June 29, 2020 | Pharma’s Dirty Secret, And The Synthetic Biology Startup Offering A New Approach


by John Cumbers

Many of today’s most trusted drugs are so notorious for their wide range of potentially serious adverse reactions, they are known in the business as “dirty drugs.” Synthetic biology company Octant Bio has developed a better way to design drugs for the most common and complex diseases like diabetes and heart disease.

This article was originally published by Forbes.com

Many of today’s most trusted drugs are blunt tools. When successful, they bind to a specific target in the body to relieve pain or depression, stop a cancer, lower cholesterol, or suppress a cough. But they don’t stop there. They also bind to many other receptors, causing side effects that can range from a harmless dry mouth to life-threatening reactions.

These multi-receptor drugs are so notorious, they are known informally in the pharmacology business as “dirty drugs.”

Octant Bio recently raised a $30M Series A to do something about this. The Bay Area, CA-based synthetic biology startup is using an approach you may never have heard of, but that you definitely haven’t heard the last of.

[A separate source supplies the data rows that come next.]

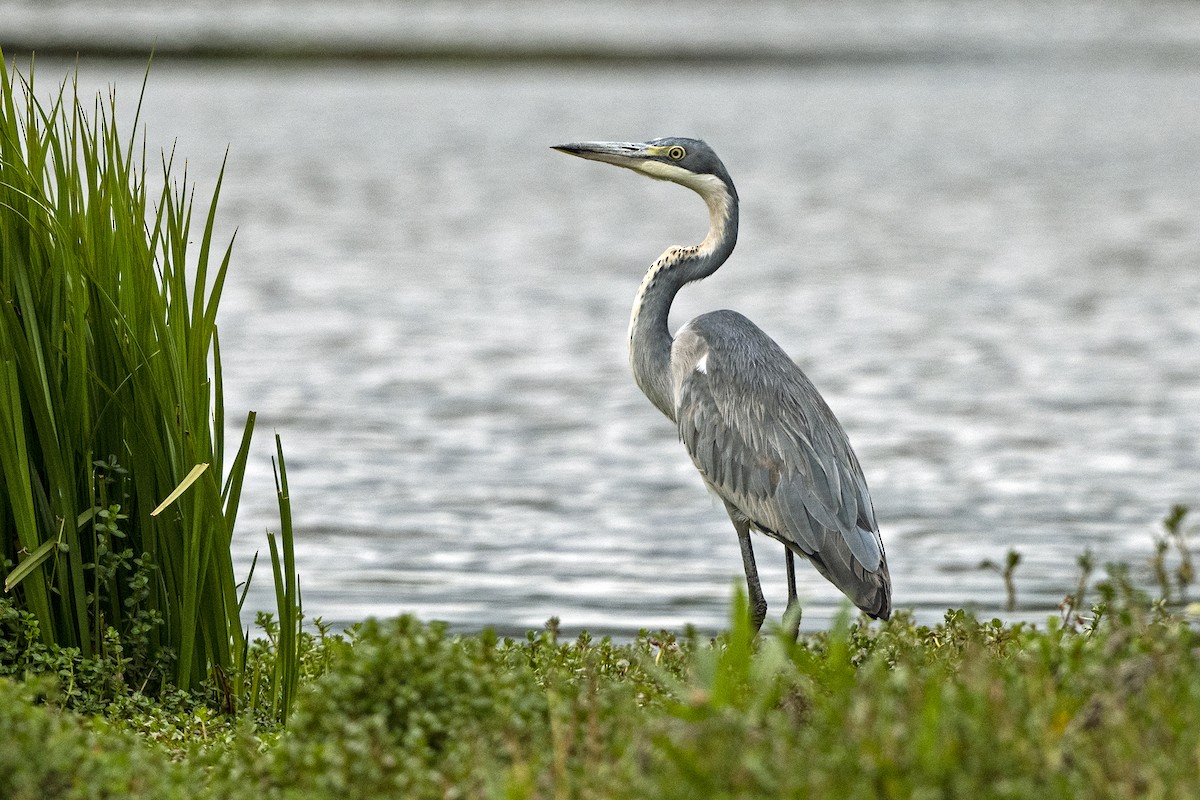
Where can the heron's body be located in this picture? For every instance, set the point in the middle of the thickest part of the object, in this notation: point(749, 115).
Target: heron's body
point(756, 428)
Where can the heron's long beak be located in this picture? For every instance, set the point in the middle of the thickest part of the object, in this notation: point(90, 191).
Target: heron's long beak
point(622, 154)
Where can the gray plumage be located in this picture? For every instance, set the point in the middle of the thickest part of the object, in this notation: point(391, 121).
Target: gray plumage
point(756, 428)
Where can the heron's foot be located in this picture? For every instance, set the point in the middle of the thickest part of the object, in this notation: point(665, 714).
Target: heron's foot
point(791, 621)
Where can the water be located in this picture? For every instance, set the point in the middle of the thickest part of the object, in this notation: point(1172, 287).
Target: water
point(990, 271)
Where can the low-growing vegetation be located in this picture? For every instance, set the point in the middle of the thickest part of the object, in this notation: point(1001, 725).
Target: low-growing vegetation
point(125, 671)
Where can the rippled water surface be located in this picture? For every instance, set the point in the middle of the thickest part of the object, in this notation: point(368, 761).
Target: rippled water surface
point(991, 272)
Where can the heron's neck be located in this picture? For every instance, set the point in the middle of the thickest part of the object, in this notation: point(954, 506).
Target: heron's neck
point(649, 338)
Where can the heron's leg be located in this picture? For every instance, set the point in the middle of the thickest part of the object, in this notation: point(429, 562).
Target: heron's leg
point(757, 602)
point(792, 615)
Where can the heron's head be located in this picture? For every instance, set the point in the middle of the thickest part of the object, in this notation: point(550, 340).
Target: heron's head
point(689, 162)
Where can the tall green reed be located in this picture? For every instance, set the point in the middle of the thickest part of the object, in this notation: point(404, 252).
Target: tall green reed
point(112, 420)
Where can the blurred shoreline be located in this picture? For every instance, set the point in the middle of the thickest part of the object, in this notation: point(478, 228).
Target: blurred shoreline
point(533, 31)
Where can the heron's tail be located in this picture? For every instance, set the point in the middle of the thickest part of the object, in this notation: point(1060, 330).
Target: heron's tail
point(870, 590)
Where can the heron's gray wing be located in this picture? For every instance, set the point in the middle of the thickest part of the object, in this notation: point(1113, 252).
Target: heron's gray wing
point(768, 445)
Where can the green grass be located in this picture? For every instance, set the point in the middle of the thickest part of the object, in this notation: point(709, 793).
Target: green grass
point(117, 498)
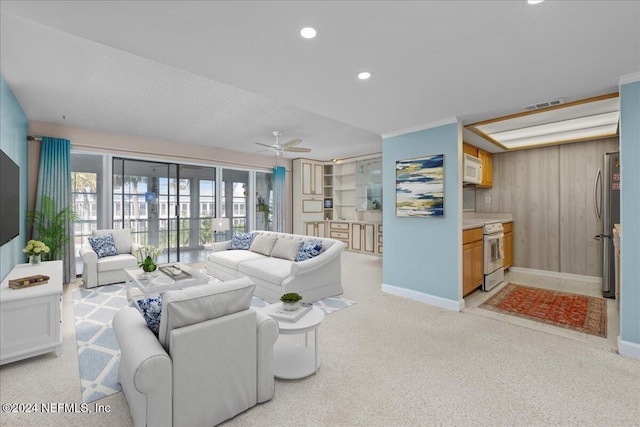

Polypharmacology: A new approach

“Polypharmacology isn’t a term we made up,” says Octant co-founder and CEO Sri Kosuri. He says that many of the dirty drugs on which we depend work precisely because they bind to so many different receptors, often different aspects of the condition being treated. Kosuri’s team is leaning into the multi-receptor approach by applying advanced biotechnology in the pursuit of polypharmacology—the design of drugs that act on multiple targets or disease pathways. In doing so, Kosuri believes Octant can find not only drugs without unwanted side effects, but also better candidates for treating highly complex, multi-target diseases like obesity and diabetes.

“The last 30 years have been focused on specificity in the pharmaceutical industry,” says Kosuri. Using technologies like protein structure modeling, gene therapies, and CRISPR, drugs have been designed to hone in on specific targets: one gene responsible for a disease, or one biomarker that differentiates a cancer cell. “There have been a lot of successes,” he explains, “but most of these are in areas like rare disease and cancer, diseases that are genetically distinct in their nature.”